I’m well aware that allotments are usually the past time of the old and grey. It’s something I’ve always wanted though. Ever since I saw how happy Barbara and Tom were, I too wanted the Good Life.  When I moved home after university my Dad cleared a space in the garden for me so I could have a vegetable plot. I promptly moved to Spain so his efforts were somewhat redundant unfortunately. When I returned from Spain my Mum bought me a Girls Guide to Grow Your Own, as she realised my ambition to get green fingers had not diminished. I was at home through the winter though, not quite the optimum season for planting, and as the months moved forward so did I, down to the Midlands. My dreams of my own plot where I could grow my own veg were put on hold, as things like a 9-5 and moving to a new town took precedence. I’d resigned myself that it was the sort of thing I could only really establish when I was older, settled; with a house and more time on my hands. Enter my fella. The man who makes all my dreams come true. (Apologies, I don’t know where that corniness came from).

So Saturday morning we woke up and made our way down to the allotment he’d spotted on his way to the station. We, according to the Twitter correspondence, would be meeting a bloke named Ken who could tell us more about having an allotment. Turns out, there wasn’t a lot to it. Ken rocked up, assigned us a plot, showed us where it was and then asked for the cash. A hefty annual fee of £12.50. No questions, no explanations, no nothing.
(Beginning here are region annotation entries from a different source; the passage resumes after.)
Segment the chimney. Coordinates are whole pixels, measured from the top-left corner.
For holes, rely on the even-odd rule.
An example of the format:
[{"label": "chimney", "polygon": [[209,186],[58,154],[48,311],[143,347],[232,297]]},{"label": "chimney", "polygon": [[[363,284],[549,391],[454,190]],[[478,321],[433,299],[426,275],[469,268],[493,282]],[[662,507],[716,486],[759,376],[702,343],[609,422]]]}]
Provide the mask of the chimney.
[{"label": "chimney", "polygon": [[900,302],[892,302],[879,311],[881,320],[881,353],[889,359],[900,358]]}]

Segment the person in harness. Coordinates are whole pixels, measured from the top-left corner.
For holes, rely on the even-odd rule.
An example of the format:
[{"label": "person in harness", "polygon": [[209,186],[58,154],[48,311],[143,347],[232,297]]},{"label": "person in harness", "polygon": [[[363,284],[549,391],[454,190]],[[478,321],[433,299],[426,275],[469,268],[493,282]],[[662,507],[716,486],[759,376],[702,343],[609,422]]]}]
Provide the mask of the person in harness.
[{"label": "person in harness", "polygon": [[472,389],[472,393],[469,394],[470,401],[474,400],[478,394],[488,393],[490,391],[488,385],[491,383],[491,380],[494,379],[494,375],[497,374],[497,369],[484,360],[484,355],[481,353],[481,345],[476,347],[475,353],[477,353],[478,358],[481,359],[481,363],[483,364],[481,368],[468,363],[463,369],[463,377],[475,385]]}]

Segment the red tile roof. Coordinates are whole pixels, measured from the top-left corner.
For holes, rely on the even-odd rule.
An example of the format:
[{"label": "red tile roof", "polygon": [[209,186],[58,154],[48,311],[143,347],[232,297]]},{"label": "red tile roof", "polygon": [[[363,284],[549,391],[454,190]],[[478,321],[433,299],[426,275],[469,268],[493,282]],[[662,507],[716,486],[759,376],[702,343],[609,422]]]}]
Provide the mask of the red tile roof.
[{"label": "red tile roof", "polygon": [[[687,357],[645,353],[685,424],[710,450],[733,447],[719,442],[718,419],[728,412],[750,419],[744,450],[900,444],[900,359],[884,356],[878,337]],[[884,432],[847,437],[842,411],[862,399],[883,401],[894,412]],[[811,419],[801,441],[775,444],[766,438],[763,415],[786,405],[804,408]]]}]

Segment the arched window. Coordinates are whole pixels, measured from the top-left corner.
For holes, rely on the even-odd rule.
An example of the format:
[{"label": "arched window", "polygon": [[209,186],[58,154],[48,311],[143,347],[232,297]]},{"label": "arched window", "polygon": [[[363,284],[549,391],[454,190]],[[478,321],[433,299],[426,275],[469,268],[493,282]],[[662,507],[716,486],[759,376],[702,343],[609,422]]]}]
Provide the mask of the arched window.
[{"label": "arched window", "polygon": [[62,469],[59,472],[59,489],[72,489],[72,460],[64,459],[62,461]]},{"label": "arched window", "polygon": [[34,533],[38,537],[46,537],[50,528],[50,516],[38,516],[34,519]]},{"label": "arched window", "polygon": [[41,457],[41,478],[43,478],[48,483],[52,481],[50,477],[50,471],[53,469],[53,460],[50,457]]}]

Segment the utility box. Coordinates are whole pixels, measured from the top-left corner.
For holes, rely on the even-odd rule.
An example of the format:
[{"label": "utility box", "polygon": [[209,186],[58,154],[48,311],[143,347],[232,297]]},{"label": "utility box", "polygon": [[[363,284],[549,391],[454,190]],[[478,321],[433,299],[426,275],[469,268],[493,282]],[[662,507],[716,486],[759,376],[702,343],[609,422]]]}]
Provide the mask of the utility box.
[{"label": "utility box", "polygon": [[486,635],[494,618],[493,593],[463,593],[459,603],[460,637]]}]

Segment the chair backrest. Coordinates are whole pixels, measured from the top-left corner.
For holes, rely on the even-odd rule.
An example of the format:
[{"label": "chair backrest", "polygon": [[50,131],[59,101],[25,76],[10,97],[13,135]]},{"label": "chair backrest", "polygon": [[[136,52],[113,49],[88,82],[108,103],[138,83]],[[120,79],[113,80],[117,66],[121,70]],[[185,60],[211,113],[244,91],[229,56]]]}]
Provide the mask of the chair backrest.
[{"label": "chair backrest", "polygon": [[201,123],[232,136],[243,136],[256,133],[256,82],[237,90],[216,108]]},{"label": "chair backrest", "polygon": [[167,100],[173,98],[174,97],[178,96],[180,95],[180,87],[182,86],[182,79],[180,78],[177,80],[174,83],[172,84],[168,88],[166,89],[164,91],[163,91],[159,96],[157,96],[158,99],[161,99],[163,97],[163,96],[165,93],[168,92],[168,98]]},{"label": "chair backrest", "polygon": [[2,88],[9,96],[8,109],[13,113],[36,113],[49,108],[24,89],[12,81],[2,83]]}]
That was it. Easy. Bit of advice on weedkilling and an offer to turn up the soil with the rotavator and job’s a good’un. So now we have an allotment.

The one main worry I have about the allotment is the sanity of my fella. A few weeks ago he saw red, raging at the crows in our back garden who were scoffing all the bird seed he’d put out. It started off ok, he’d just go to the patio doors and yell at them until they buggered off. As they began to adopt selective hearing and were unfazed by his shouts of anger and rage, his scare tactics began to escalate. He took to running through the garden to frighten them off and when this no longer worked he contemplated throwing missiles in their general direction.

Soon he was camped out in the back bedroom spying on them for hours,  like some sociopathic schoolboy intent on reaping revenge on the thing that plighted him. It wasn’t long before his hostility was rolled out to all crows, not just those in our garden. He yelled at fields of birds as we drove through the country, he woke me from an afternoon nap by screaming at cartoons on the TV “fuck off crows, you bastards”- the rage was concrete.

I can’t imagine what it’s going to be like when we have seeds in the ground. He’s precious enough over shop bought bird-food, his protectiveness over the allotment and his disgust and hatred for the animals that threaten it will surely take on a whole new level. But I’ll take his protectiveness as a sign of love and devotion towards our soon to be flourishing garden. Aside from the potential crow rage, our feelings are nothing but rosy towards our impending allotment. For some people its a retirement they’ve been waiting for looking forward to all their life; for me and my fella it’s a treat for our twenty-twilight years. I am SO excited. I can’t wait to grow raspberries, for gin; and peas, for soup; and carrots, for stews; and damsons, for gin; and junipers- can you grow junipers? You know, for gin.